The test data bottleneck

Flexible and fast software development is a competitive advantage. If your organization or the organization your work for is able to release software faster than another organization in the same market you’re king! Right?

All these efforts in Agile, Scrum, DevOps, Artificial Intelligence are all focussed on competitive advantages. We start virtualization or test automation. We use low code software development systems to adapt to new situations quickly. Organizational changes are implemented, like agile software development. And the agile ideology changed organizations. Nowadays everybody is working in teams or tribes. These teams are sometimes even self-regulated. But there is a major problem we often don’t think about: the test data bottleneck.

Teams are multidiscipline: software developers, operations, software quality engineers, test automation engineers. And you probably have multiple of these teams. 10-30 teams? Sometimes less, sometimes more. One thing that’s certain is there are a lot of teams. And all these teams are developing and testing and producing software code. Typically there is only one test database on 5-10 teams. And then you’re lucky.

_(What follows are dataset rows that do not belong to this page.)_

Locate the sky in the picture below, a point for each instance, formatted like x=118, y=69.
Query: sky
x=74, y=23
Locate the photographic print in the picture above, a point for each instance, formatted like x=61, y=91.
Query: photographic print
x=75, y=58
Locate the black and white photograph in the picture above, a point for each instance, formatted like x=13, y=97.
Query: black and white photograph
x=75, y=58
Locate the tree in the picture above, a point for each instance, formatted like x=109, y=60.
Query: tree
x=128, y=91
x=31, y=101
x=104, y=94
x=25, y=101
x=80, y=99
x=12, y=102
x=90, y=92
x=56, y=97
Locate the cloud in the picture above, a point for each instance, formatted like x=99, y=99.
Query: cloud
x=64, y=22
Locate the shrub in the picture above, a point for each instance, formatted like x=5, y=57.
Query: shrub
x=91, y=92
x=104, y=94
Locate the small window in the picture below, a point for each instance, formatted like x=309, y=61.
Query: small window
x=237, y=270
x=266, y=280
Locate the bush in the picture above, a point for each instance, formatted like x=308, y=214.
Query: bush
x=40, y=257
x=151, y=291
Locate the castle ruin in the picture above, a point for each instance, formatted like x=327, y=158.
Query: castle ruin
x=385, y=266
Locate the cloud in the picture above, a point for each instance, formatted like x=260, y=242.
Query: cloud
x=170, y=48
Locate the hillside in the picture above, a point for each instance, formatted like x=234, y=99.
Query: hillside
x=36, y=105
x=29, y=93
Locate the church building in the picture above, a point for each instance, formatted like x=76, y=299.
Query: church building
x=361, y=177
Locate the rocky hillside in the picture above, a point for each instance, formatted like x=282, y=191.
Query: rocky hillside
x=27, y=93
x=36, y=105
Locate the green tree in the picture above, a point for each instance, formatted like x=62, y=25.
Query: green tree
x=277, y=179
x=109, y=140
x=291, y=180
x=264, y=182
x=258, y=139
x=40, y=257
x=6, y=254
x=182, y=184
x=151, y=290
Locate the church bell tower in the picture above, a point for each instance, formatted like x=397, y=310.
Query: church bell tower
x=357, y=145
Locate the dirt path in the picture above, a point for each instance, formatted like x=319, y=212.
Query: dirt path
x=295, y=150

You are losing valuable time, because:

1. You are all working in the same environment on the same database

2. Searching for test cases in 100% in difficult

3. Your test data isn’t managed

Survival of the fittest

Multiple teams are working on a limited number of databases. And that makes sense, because unfortunately many core systems are built upon DB2 Databases or Oracle Databases or if you’re a bit lucky on MS SQL Server Databases. Maybe you’re using Postgress or MySQL. But these are upcoming. These database software systems aren’t free. So creating new large databases is expensive! Large is important here, because in many cases they don’t charge you really based upon the number of databases – they charge you based upon the size. The number of CPU cores is a way to send an invoice, the sizing in terabytes is another way. So size does really matter.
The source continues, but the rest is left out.